Bug 15061 - [arm] c++ complex<double> arguments
Summary: [arm] c++ complex<double> arguments
Status: VERIFIED FIXED
Alias: None
Product: gcc
Classification: Unclassified
Component: target (show other bugs)
Version: 3.3.3
: P2 normal
Target Milestone: 4.5.0
Assignee: Not yet assigned to anyone
URL:
Keywords: wrong-code
Depends on:
Blocks:
 
Reported: 2004-04-22 04:29 UTC by Jonathan Larmour
Modified: 2009-10-14 22:39 UTC (History)
3 users (show)

See Also:
Host: i686-pc-linux-gnulibc2
Target: arm-elf
Build: i686-pc-linux-gnulibc2
Known to work:
Known to fail:
Last reconfirmed:


Attachments
Test case showing failure (217 bytes, text/plain)
2004-04-22 04:31 UTC, Jonathan Larmour
Details

Note You need to log in before you can comment on or make changes to this bug.
Description Jonathan Larmour 2004-04-22 04:29:11 UTC
This is a bit of code compiled with g++ and using <complex> from libstdc++, but
the issue is an optimization one. Something Bad(tm) happens when complex
arguments are passed. The function prolog misuses the registers.

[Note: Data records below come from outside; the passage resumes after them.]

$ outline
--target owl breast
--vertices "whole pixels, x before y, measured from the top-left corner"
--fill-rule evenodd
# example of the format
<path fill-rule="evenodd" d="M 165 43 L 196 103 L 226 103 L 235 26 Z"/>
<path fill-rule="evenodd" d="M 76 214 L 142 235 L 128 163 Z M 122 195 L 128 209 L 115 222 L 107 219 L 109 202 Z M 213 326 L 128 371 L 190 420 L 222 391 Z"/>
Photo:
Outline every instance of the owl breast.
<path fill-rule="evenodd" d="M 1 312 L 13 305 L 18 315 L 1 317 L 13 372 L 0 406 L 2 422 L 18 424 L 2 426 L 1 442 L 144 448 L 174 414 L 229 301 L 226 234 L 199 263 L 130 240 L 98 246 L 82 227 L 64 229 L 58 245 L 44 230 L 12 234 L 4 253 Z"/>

The small test case in question (which I'll attach separately) when compiled
with "arm-elf-g++ -O2" will produce the output:
Comparing (1,0) with (0,0)
(1,0) != (0,0)!

After a lot of playing I found it could also be reproduced with "arm-elf-g++ -O1
-fcse-skip-blocks":
Comparing (1,0) with (0,0)
(1,0) != (0,0)!

If compiled with "arm-elf-g++ -O2 -fno-cse-skip-blocks" however the problem does
not disappear, so I don't expect any issue with -fcse-skip-blocks itself, but it
just changes the optimizer state sufficiently. Curiously though, the output
isn't quite the same:
Comparing (1,0) with (1,0)
(1,0) != (0,0)!

Various other -fno-* options with -O2 can cause the problem to appear and
disappear as well, so beware of using a different gcc from 3.3.3 - just because
the problem doesn't appear per se doesn't mean it has been fixed!

I tried a native linux gcc 3.3.3 on the test case and it works which may well
mean it's arm specific.

Looking at the generated assembler (in the -O1 -fcse-skip-blocks example) I
thought at first glance there was a problem in main:
        adr     r2, .L20
        ldmia   r2, {r2-r3}
        adr     r4, .L20+8
        ldmia   r4, {r4-r5}
where .L20 is:
.L20:
        .word   1072693248
        .word   0
        .word   0
        .word   0

However the -O1 code which appears to run correctly also has .L20 defined like
that. If compiled with -O0 something it indeed has the equivalent of the first
two words of .L20 being used to load both z1 and z2 which is more what I'd
expect. So maybe there are in fact two problems here? One where .L20 is defined
as above, and another being a code generation issue.

NB I haven't been able to play with 3.4 due to problems with it on my target.

Let me know if you want more info.
Comment 1 Jonathan Larmour 2004-04-22 04:31:11 UTC
Created attachment 6135 [details]
Test case showing failure
Comment 2 Jonathan Larmour 2004-04-22 04:41:01 UTC
Actually forget what I said about .L20 etc. I've just realised that the
assembler generated there is okay... it just slipped my mind that the complex
will be 4 words long, two for each double.
Comment 3 Giovanni Bajo 2004-10-07 09:24:46 UTC
Richard, Paul, this is an ARM problem. Would you please give a look?
Comment 4 Richard Earnshaw 2009-03-17 13:46:06 UTC
Cold case analysis time.  Have you seen this problem in recent releases of GCC?
Comment 5 Richard Earnshaw 2009-10-14 14:10:00 UTC
No feedback in 6 months.  Closing as presumed fixed.
Comment 6 Jonathan Larmour 2009-10-14 22:39:38 UTC
Sorry yes, it was somewhat hard to replicable even with 3.3.3, and I was never able to reproduce it with more recent GCC (but never quite satisfied myself that it wasn't reproduceable!). Time to draw a line.